LONDON (Reuters) -Bank of England (BoE) policymaker Swati Dhingra said she thought there was little risk to the central bank's credibility if it were to cut interest rates too early and then need to raise them a short time later.
"There might be some kind of financial market psychology, but I still think that if you do the right policy and if you even deviate for the right reasons, people understand. So I'm not that worried about it," she said in an interview with the Financial Times published on Tuesday.
Dhingra, the sole member of the BoE's Monetary Policy Committee to vote for a rate cut this month, said she saw a greater risk from economic weakness ahead caused by unnecessarily high interest rates.

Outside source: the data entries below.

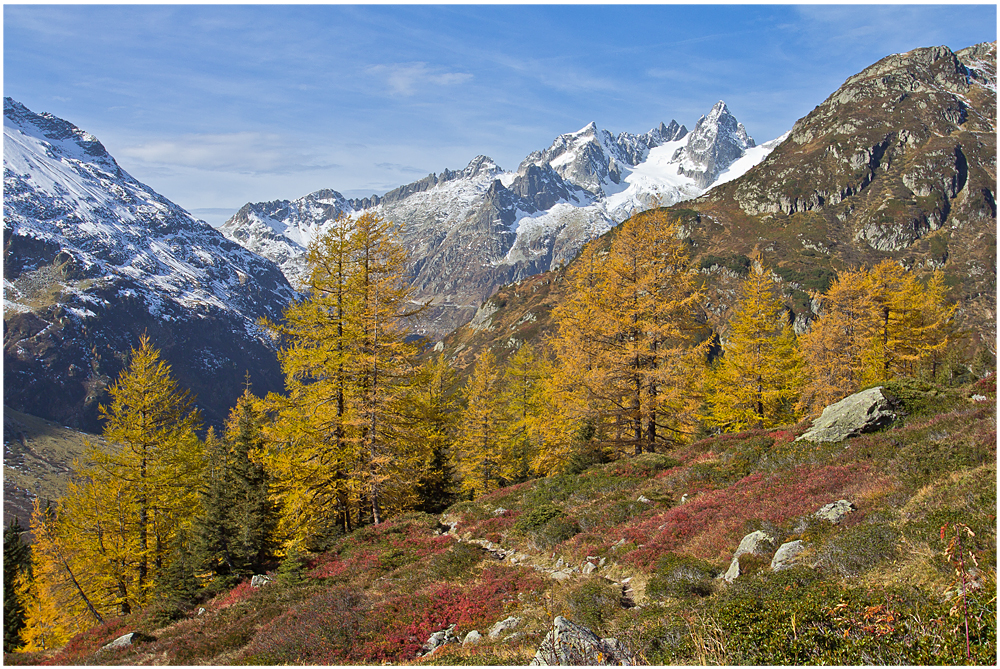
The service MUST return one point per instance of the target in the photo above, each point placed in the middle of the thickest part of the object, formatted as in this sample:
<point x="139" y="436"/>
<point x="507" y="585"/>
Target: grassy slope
<point x="874" y="591"/>
<point x="37" y="458"/>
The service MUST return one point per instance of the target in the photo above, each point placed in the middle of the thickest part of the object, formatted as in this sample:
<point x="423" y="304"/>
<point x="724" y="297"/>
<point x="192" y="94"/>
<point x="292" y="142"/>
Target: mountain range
<point x="899" y="162"/>
<point x="472" y="230"/>
<point x="93" y="259"/>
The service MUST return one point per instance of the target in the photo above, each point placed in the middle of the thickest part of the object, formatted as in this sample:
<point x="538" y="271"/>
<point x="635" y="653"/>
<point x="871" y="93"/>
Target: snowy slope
<point x="93" y="259"/>
<point x="472" y="230"/>
<point x="63" y="189"/>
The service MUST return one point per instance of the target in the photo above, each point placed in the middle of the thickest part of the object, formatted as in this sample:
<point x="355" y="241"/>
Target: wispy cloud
<point x="396" y="167"/>
<point x="407" y="79"/>
<point x="241" y="152"/>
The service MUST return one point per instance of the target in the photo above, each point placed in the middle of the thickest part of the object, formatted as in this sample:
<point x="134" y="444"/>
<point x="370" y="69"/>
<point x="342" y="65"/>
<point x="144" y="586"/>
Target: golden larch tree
<point x="629" y="337"/>
<point x="479" y="443"/>
<point x="756" y="382"/>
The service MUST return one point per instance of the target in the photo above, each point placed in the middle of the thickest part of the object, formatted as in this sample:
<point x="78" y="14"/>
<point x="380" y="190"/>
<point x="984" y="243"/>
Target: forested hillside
<point x="680" y="448"/>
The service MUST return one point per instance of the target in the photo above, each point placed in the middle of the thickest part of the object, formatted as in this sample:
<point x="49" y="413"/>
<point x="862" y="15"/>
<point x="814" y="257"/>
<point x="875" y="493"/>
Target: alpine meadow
<point x="672" y="398"/>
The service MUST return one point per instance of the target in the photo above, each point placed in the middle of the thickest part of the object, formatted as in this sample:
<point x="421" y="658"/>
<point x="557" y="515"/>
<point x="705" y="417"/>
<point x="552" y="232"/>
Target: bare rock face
<point x="862" y="412"/>
<point x="569" y="644"/>
<point x="787" y="555"/>
<point x="473" y="230"/>
<point x="756" y="543"/>
<point x="717" y="141"/>
<point x="93" y="259"/>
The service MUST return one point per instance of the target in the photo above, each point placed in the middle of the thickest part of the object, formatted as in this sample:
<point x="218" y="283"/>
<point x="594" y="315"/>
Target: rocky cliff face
<point x="898" y="163"/>
<point x="93" y="258"/>
<point x="473" y="230"/>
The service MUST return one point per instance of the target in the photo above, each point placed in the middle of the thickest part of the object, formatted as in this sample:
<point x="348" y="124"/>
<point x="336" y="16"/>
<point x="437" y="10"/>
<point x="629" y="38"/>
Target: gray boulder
<point x="787" y="555"/>
<point x="756" y="543"/>
<point x="835" y="511"/>
<point x="438" y="639"/>
<point x="866" y="411"/>
<point x="569" y="644"/>
<point x="260" y="580"/>
<point x="504" y="625"/>
<point x="126" y="640"/>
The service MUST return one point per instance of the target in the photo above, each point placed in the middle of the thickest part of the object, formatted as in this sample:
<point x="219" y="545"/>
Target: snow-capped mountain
<point x="93" y="258"/>
<point x="472" y="230"/>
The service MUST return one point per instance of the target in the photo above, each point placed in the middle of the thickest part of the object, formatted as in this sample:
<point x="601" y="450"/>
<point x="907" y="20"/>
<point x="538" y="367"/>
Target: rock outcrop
<point x="787" y="555"/>
<point x="569" y="644"/>
<point x="834" y="512"/>
<point x="757" y="543"/>
<point x="867" y="411"/>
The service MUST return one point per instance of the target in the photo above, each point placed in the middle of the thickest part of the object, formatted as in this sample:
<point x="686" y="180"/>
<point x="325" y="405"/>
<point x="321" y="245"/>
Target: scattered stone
<point x="126" y="640"/>
<point x="569" y="644"/>
<point x="835" y="511"/>
<point x="438" y="639"/>
<point x="756" y="543"/>
<point x="787" y="555"/>
<point x="862" y="412"/>
<point x="260" y="580"/>
<point x="502" y="626"/>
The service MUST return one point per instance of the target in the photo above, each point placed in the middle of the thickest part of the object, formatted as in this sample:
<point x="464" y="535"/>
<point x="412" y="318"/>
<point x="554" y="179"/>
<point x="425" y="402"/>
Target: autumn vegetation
<point x="634" y="391"/>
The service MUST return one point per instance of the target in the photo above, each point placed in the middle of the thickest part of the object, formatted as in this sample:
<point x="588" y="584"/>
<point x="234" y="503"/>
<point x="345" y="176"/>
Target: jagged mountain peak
<point x="63" y="138"/>
<point x="717" y="141"/>
<point x="93" y="258"/>
<point x="479" y="166"/>
<point x="474" y="229"/>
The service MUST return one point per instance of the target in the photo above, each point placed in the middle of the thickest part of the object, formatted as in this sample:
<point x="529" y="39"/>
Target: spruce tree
<point x="432" y="408"/>
<point x="254" y="514"/>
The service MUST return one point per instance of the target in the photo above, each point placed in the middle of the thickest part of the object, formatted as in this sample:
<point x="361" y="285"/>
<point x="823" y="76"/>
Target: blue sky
<point x="216" y="106"/>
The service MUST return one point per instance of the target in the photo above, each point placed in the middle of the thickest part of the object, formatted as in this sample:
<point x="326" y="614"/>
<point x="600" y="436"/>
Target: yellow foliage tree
<point x="59" y="601"/>
<point x="836" y="346"/>
<point x="340" y="442"/>
<point x="757" y="381"/>
<point x="876" y="324"/>
<point x="521" y="398"/>
<point x="628" y="336"/>
<point x="136" y="494"/>
<point x="479" y="444"/>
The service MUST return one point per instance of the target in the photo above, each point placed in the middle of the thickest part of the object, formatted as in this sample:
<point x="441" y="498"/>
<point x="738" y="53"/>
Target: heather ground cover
<point x="887" y="585"/>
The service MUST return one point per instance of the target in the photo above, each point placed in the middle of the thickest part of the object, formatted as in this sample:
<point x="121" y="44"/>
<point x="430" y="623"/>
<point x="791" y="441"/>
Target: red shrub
<point x="237" y="594"/>
<point x="710" y="525"/>
<point x="89" y="642"/>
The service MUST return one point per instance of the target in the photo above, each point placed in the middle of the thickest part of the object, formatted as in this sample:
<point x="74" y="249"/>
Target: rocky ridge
<point x="473" y="230"/>
<point x="94" y="258"/>
<point x="899" y="163"/>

BoE Governor Andrew Bailey and the central bank's chief economist, Huw Pill, have both said they want to see more evidence of a fall in longer-term drivers of inflation, such as wage growth and services prices, before cutting rates.
Dhingra highlighted recent weak retail sales data, lower job vacancies and a fall in overall household consumption since the COVID-19 pandemic as evidence that interest rates did not need to stay at 5.25% to return inflation to its 2% target.
"I'm more concerned that we might be underplaying the downside risks, particularly as we've been lucky to have the buffer from the pandemic savings to tide people over. That's waning now," she said.
Dhingra said she did not think it was important for wage growth - currently more than 6% a year - to fall back sharply, as British wages had grown at a rate of 4-5% before the 2008 financial crisis.
Many economists estimate that weak productivity growth in more recent years means that wages now cannot grow much faster than 3% a year without pushing inflation above 2%.